The following was determined in the course of our response:

  • Our monitoring was blind to email failures due to retry logic swallowing the apparently transient errors, so response was delayed by nearly 15 minutes.
  • An account review was initiated 2021-09-04 by our provider due to a marginal complaint rate. This had been considered at the time and PyPI Administrators somewhat ironically began sending more valid notification emails whenever reasonable to bump our reputation. PyPI’s email sending pattern is consistently low volume aside from routine account signup and password resets.
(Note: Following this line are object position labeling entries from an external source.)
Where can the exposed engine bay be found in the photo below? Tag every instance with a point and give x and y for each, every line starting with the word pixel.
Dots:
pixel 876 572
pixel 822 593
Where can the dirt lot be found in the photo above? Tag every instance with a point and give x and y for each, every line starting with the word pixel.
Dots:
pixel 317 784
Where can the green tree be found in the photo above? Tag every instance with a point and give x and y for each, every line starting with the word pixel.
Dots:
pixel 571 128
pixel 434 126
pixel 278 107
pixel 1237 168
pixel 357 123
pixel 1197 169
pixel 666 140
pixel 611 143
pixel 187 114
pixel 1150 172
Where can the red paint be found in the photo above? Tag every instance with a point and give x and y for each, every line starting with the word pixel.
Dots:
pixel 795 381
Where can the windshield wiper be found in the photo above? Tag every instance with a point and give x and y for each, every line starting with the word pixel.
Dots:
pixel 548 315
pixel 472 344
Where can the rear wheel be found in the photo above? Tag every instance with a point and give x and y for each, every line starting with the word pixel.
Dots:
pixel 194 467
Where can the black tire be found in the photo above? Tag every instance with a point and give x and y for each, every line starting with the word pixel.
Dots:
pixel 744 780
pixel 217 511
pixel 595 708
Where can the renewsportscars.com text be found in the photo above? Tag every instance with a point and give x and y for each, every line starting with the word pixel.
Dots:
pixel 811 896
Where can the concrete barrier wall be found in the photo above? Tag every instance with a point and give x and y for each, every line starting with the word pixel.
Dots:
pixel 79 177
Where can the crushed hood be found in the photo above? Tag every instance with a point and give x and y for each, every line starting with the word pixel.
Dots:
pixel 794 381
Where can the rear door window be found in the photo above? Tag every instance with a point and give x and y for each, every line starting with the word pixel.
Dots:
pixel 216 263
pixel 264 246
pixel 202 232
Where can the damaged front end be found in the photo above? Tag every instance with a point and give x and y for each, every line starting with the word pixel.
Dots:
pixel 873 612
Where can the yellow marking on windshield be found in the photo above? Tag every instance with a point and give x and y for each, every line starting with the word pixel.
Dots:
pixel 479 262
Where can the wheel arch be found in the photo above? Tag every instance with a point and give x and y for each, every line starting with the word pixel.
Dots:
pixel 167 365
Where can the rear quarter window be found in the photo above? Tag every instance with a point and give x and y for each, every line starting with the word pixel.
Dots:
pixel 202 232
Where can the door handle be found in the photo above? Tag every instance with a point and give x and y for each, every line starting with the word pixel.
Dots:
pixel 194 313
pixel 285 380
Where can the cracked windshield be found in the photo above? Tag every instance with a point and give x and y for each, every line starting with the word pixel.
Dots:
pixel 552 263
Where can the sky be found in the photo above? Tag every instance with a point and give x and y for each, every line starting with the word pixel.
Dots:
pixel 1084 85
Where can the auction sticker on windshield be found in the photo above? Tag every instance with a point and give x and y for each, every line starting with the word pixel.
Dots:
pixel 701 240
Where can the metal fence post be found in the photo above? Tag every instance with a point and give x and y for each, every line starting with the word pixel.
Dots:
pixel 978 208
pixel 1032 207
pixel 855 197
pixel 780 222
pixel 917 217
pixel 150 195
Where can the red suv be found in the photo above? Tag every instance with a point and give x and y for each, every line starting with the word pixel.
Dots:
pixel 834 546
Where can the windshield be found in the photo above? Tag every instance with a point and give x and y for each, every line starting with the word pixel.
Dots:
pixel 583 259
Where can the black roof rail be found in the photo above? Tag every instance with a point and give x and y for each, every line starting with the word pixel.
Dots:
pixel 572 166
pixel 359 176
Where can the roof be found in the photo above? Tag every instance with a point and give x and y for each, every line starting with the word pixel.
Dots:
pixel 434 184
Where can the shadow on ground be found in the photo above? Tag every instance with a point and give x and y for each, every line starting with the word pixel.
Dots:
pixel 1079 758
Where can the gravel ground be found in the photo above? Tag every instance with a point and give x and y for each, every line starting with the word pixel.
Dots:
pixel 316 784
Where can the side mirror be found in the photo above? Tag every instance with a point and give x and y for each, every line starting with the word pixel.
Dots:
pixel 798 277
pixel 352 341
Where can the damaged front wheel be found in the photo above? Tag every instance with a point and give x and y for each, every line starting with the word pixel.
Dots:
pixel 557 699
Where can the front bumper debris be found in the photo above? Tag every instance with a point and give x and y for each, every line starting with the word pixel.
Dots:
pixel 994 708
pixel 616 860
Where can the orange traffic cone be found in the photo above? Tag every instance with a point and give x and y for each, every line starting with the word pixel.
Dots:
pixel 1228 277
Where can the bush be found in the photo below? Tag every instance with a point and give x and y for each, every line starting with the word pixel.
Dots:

After rolling these changes out, it wasn’t clear if “enough” had been done and it eventually fell out of the collective mind of the PyPI administrators.
  • Our China accessible (not reCaptcha as it is blocked there) bot detection honeypot had been letting just enough bad signups through to maintain a 0.6% complaint rate from victims of whatever malfeasance the bots were enabling.

Impact

Actions that triggered emails during the outage window from 2023-03-17T20:36Z - 2023-03-18T00:36Z were delayed in sending . All emails enqueued during that time were delivered by retry before 2023-03-18T01:00Z (up to 4.5 hours delayed).

Timeline

  • 2018-03-08: Issue filed regarding inability to signup for PyPI from China due to reCaptcha being blocked.
  • 2018-03-21: Implementation of a relaxed bot detection in place of reCaptcha merged and deployed.
  • 2021-09-04: Report of account review received from our email provider.
  • 2023-03-17: Account suspension enforced by our email provider.
  • 2023-03-17: reCaptcha re-enabled for our signup form.
  • 2023-03-17: Error reporting for exceptions in failed tasks merged and deployed.

Future Work

  • Investigate bot detection mechanisms that are robust and available to users in China.
  • Research backup mail providers for failover.
  • Send more email to retain reputation.
Posted Mar 18, 2023 - 11:59 UTC

Resolved
Our vendor has reinstated our sending ability after reviewing our remediation. Emails that were enqueued during the outage will send over the next 1-2 hours.
Posted Mar 18, 2023 - 01:00 UTC
Update
We have validated that failed email sends are queuing for delivery when our account suspension is lifted. For the moment we are holding off on mitigating by failing over to another provider. If we do not see resolution in 12 hours we will begin work to add another provider as a failover. Regardless we plan to reassess our resilience against email provider outages in the next work week.
Posted Mar 17, 2023 - 23:12 UTC
Monitoring
We have submitted our response with remediation efforts to the provider and are awaiting their response/resolution.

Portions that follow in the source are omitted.